Computing Borel's Regulator

TL;DR

This paper introduces a new infinite series formula for Borel's regulator using the Karoubi-Hamida integral, and explicitly constructs elements in K_3 of cyclotomic fields to compute their regulator values.

Contribution

It provides a novel approach to compute Borel's regulator for cyclotomic fields by explicitly constructing elements in K_3 and evaluating their images using a new formula.

Findings

Derived an infinite series formula for the Borel class.

Explicitly constructed elements in K_3(F) for cyclotomic fields.

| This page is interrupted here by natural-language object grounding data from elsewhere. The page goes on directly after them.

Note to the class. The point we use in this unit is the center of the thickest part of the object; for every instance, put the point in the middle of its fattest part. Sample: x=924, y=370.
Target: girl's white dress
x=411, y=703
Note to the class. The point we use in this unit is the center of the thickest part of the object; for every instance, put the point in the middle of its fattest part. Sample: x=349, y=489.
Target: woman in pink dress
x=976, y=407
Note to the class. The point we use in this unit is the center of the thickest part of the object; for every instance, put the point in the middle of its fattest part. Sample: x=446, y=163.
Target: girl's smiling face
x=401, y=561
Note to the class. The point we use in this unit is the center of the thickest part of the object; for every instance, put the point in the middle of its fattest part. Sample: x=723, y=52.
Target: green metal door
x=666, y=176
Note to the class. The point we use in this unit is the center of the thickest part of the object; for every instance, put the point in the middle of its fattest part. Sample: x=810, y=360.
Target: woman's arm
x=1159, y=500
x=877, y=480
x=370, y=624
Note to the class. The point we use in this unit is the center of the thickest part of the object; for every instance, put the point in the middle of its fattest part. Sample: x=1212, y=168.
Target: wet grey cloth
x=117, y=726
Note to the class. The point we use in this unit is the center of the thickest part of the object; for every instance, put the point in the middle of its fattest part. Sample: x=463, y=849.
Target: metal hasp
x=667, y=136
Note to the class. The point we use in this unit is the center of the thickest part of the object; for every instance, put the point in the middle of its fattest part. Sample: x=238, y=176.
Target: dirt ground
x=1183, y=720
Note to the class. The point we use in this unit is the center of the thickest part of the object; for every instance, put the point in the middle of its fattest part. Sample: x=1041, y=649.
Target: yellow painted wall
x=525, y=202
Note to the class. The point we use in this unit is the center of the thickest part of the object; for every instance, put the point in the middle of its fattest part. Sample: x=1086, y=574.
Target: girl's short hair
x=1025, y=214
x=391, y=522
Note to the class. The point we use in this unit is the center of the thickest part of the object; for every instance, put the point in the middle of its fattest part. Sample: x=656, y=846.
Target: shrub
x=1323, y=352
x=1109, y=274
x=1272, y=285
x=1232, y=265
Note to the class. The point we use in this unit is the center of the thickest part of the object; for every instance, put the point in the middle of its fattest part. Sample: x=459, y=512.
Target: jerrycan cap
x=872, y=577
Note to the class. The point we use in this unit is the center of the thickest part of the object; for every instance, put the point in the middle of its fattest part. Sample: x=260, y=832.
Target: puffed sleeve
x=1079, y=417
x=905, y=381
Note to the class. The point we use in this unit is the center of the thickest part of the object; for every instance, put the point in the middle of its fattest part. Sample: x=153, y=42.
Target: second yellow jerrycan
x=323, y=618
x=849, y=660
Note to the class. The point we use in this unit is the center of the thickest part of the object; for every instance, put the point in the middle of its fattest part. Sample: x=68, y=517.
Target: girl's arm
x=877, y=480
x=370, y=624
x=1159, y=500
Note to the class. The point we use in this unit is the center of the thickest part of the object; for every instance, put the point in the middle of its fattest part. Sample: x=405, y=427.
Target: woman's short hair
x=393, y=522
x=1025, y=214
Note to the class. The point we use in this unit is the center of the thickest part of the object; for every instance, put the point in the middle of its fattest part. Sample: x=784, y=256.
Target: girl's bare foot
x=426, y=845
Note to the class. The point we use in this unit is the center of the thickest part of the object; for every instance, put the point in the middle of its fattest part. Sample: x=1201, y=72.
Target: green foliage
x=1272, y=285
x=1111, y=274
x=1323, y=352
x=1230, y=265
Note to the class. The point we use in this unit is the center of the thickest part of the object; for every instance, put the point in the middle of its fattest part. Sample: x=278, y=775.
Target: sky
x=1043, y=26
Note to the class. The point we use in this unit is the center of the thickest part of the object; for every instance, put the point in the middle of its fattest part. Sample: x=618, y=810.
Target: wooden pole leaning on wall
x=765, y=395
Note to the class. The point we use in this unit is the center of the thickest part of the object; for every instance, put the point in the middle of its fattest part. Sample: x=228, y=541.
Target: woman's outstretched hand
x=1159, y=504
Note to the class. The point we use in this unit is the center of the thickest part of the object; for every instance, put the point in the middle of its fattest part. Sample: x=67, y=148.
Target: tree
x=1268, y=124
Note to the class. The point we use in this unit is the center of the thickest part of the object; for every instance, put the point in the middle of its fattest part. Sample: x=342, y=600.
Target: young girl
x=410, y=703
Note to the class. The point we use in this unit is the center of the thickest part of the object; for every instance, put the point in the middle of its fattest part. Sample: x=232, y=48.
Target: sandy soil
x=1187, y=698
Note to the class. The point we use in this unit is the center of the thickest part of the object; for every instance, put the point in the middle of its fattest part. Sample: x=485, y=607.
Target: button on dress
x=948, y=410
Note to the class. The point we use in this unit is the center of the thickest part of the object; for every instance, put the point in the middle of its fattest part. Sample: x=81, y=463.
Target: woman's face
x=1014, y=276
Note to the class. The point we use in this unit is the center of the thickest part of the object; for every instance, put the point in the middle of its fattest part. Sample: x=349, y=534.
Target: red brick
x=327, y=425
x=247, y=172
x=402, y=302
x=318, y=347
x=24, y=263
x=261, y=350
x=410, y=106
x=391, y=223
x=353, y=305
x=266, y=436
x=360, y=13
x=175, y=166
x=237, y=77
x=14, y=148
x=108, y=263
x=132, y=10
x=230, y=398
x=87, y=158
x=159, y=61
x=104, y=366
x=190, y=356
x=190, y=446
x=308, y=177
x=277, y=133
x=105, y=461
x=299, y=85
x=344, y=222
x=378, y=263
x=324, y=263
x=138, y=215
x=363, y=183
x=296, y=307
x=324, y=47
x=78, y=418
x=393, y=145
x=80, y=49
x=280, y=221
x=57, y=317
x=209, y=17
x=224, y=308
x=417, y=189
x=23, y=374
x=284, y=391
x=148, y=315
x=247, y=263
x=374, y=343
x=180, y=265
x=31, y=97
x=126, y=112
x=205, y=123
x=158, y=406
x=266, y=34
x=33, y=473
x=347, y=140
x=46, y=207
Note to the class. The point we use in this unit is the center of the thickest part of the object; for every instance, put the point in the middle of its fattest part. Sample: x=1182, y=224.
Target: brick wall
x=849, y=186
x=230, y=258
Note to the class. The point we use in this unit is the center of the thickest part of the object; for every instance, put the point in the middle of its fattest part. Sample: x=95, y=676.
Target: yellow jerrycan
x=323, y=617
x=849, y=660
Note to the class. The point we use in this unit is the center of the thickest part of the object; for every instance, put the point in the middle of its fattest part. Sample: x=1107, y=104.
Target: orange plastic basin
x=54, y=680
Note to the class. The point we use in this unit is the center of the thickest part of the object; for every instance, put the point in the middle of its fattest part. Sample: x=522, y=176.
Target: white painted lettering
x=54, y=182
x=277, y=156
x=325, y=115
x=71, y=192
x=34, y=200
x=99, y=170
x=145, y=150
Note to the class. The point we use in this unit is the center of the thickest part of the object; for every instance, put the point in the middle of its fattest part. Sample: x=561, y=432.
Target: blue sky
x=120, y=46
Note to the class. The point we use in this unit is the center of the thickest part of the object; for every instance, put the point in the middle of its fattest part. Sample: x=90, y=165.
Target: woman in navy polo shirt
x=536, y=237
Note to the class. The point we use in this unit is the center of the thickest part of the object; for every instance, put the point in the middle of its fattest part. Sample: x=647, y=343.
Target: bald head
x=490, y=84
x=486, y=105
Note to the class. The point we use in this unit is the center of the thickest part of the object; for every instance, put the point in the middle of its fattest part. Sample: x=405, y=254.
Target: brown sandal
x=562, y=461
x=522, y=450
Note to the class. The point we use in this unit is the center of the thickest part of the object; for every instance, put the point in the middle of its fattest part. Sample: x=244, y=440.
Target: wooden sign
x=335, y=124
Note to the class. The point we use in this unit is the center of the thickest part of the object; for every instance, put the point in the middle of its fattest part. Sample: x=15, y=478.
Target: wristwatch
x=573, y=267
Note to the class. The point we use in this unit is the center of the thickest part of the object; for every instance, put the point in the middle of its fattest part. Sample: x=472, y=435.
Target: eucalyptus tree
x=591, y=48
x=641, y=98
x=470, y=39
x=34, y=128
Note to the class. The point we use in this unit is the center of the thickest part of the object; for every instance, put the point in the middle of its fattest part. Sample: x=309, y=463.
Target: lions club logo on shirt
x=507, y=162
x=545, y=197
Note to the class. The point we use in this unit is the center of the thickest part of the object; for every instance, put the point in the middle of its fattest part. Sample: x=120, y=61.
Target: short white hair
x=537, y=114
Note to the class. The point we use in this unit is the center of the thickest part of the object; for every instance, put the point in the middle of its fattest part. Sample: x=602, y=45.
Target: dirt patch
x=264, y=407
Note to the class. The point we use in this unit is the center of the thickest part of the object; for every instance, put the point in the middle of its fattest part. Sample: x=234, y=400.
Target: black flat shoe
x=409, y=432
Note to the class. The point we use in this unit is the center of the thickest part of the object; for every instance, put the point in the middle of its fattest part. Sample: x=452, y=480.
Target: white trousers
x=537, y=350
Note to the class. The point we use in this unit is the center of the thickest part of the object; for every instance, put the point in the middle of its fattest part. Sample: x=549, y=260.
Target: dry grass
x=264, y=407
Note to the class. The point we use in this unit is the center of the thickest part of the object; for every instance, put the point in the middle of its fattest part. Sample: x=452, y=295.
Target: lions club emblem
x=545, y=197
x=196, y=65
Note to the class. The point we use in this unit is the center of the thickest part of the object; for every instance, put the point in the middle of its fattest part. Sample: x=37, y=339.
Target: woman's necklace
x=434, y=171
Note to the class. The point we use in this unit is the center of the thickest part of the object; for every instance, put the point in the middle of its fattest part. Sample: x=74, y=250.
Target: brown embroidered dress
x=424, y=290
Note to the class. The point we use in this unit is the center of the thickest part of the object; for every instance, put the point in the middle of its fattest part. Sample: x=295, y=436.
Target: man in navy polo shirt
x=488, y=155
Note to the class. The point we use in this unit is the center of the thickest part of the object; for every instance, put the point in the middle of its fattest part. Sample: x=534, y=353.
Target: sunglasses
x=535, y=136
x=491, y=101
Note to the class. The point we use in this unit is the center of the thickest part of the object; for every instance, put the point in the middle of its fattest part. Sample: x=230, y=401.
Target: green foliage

Computed Borel regulator values for specific fields.

Abstract

We present an infinite series formula based on the Karoubi-Hamida integral, for the universal Borel class evaluated on H_{2n+1}(GL(\mathbb{C})). For a cyclotomic field F we define a canonical set of elements in K_3(F) and present a novel approach (based on a free differential calculus) to constructing them. Indeed, we are able to explicitly construct their images in H_{3}(GL(\mathbb{C})) under the Hurewicz map. Applying our formula to these images yields a value V_1(F), which coincides with the Borel regulator R_1(F) when our set is a basis of K_3(F) modulo torsion. For F= \mathbb{Q}(e^{2\pi i/3}) a computation of V_1(F) has been made based on our techniques.